無限遠ロックは同社のSummicron M35mm F2 1st、通称8枚玉と同様の機構がつきます。
また、フィルターを使いたい場合は旧型の分割できる12504フードにシリーズ7のフィルターを入れる必要があります。
詳しくは金曜フードショーをご覧ください。
※仕様変更があり、現在新品で販売されている12504は分割することができないため、フィルターと併用できませんのでご注意ください。

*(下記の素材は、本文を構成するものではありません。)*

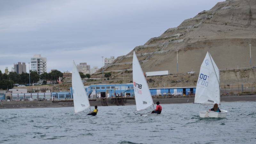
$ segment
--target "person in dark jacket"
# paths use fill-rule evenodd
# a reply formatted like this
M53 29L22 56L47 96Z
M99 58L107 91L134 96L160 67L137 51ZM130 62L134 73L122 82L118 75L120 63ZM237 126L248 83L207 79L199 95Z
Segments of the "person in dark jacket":
M156 109L155 109L155 110L152 111L151 113L151 114L156 113L160 114L161 113L161 112L162 111L162 107L160 106L159 104L160 104L160 103L159 102L159 101L156 102L156 104L157 105L156 106Z
M214 111L215 112L218 112L219 113L220 113L221 112L218 107L218 104L217 103L215 103L214 104L214 106L213 106L213 108L212 108L210 110Z

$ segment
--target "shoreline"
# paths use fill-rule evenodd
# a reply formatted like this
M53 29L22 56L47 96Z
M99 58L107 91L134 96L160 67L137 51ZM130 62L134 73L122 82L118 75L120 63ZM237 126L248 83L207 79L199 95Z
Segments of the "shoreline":
M188 100L189 102L187 100ZM189 97L170 98L154 98L154 103L159 101L160 104L178 104L182 103L193 103L194 101L194 97ZM220 97L221 102L241 102L256 101L256 94L243 95L223 95ZM0 101L0 109L11 108L61 108L63 107L74 107L73 101L59 101L52 102L51 100L45 101L23 101L14 102ZM135 100L126 100L124 106L136 105ZM97 105L98 107L102 106L100 101L90 101L91 107ZM108 106L116 106L116 104L111 103L108 101Z

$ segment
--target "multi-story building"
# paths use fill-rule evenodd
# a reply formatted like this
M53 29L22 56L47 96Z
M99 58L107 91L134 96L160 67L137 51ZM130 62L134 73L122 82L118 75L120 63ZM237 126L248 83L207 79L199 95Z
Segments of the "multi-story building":
M14 63L14 72L16 72L18 74L21 74L22 72L24 73L27 72L26 71L26 63L25 62L22 62L22 64L21 62Z
M39 75L46 72L46 58L41 57L40 54L36 54L31 58L31 70L36 71Z
M87 65L86 62L80 63L76 65L76 68L78 72L82 72L84 75L90 73L91 67L90 65Z
M92 75L94 74L98 70L98 69L99 68L98 67L93 67L93 68L91 69L91 73L90 73L90 75Z
M72 73L68 71L64 71L63 73L63 77L72 77Z
M8 70L8 67L5 67L5 69L4 70L4 73L7 75L9 74L9 70Z
M116 60L116 59L115 58L115 57L114 56L110 57L110 59L107 59L107 58L106 58L104 61L104 65L110 64L114 61L115 60Z

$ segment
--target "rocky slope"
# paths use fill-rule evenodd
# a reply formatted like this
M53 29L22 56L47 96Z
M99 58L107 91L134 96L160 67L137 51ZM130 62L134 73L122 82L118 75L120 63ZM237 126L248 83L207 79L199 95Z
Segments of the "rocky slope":
M170 73L185 74L192 69L199 72L207 51L220 69L249 68L250 44L252 66L255 66L255 14L254 0L218 3L211 9L185 20L178 27L169 28L126 55L118 57L112 63L104 67L104 71L111 72L114 77L132 76L133 51L144 72L167 70ZM100 77L101 70L100 68L92 77ZM255 76L255 73L252 75ZM227 76L225 83L236 79L235 75L223 76ZM244 78L244 80L248 78Z

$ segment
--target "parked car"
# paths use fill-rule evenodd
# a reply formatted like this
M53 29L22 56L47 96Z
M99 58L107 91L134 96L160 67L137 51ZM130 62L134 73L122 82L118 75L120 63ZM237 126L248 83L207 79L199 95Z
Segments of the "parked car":
M189 72L188 72L188 74L193 74L194 73L196 73L196 72L195 72L194 71L189 71Z

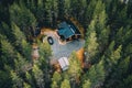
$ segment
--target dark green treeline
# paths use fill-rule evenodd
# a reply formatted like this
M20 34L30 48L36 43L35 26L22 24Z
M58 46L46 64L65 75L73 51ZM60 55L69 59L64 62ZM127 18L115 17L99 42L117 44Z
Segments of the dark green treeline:
M31 59L36 28L56 28L65 18L85 29L85 63L75 53L69 69L48 65L51 48L37 42L40 59ZM0 0L0 88L132 88L132 2L129 0Z

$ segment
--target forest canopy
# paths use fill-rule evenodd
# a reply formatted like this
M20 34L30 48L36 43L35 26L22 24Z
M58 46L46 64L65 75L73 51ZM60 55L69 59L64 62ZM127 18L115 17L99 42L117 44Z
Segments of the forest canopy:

手持ちのドミプランやヘリアー、今まで試してきたキノプラズマートやズマールで癖玉に対する耐性がついてきた筆者ですが、ライカきっての癖玉はどのような描写を見せてくれるのでしょうか。
まずは一枚。
うーん、想像していたより普通に写ります・・・
周辺減光が強めですが、年代を鑑みれば妥当な範囲でしょう。
ボケた部分全体と、ピントピークに滲みがあります。ピークは解像した上から滲み処理をかけたようでなんだか不思議な描写です。
F4くらいまで絞ると一気にパキパキとした印象に変わります。
これくらい写ってくれるのなら普段使いも可能です。普段は絞って、たまに開放で遊ぶのも良いでしょう。
光が回り込んでいます。
良い感じです。こういうところが”癖玉”なのでしょうか。
滲みを伴った非常に美しい描写です。
癖玉だなんだと言われてもやはりライカ、”癖のある良い写り”を提供してくれます。
縦構図でも一枚。
やっとこのレンズの使いどころが分かってきたような気がします。
なるべく湿度が高い環境下、例えば水辺や雨上がりなどで使用してあげるとしっとりとした描写がハマってくれるように思います。
サムネイルにも使用した一枚。
右上の崩れた描写と滝の滲み・飛沫と木漏れ日、描写とロケーションが合致し今回最も気に入った一枚になりました。
最後は盛大に出たゴーストと共に。
敢えてゴーストを出し、ふんわりとした描写や周辺の流れと一緒に少し古い雰囲気を出しました。
今回はライカきっての癖玉、Summilux M35mm F1.4 2ndとお送りしました。
癖玉だなんだと言ってもライカの銘玉、滲み方も周辺減光も上品さを持った良いレンズだと感じました。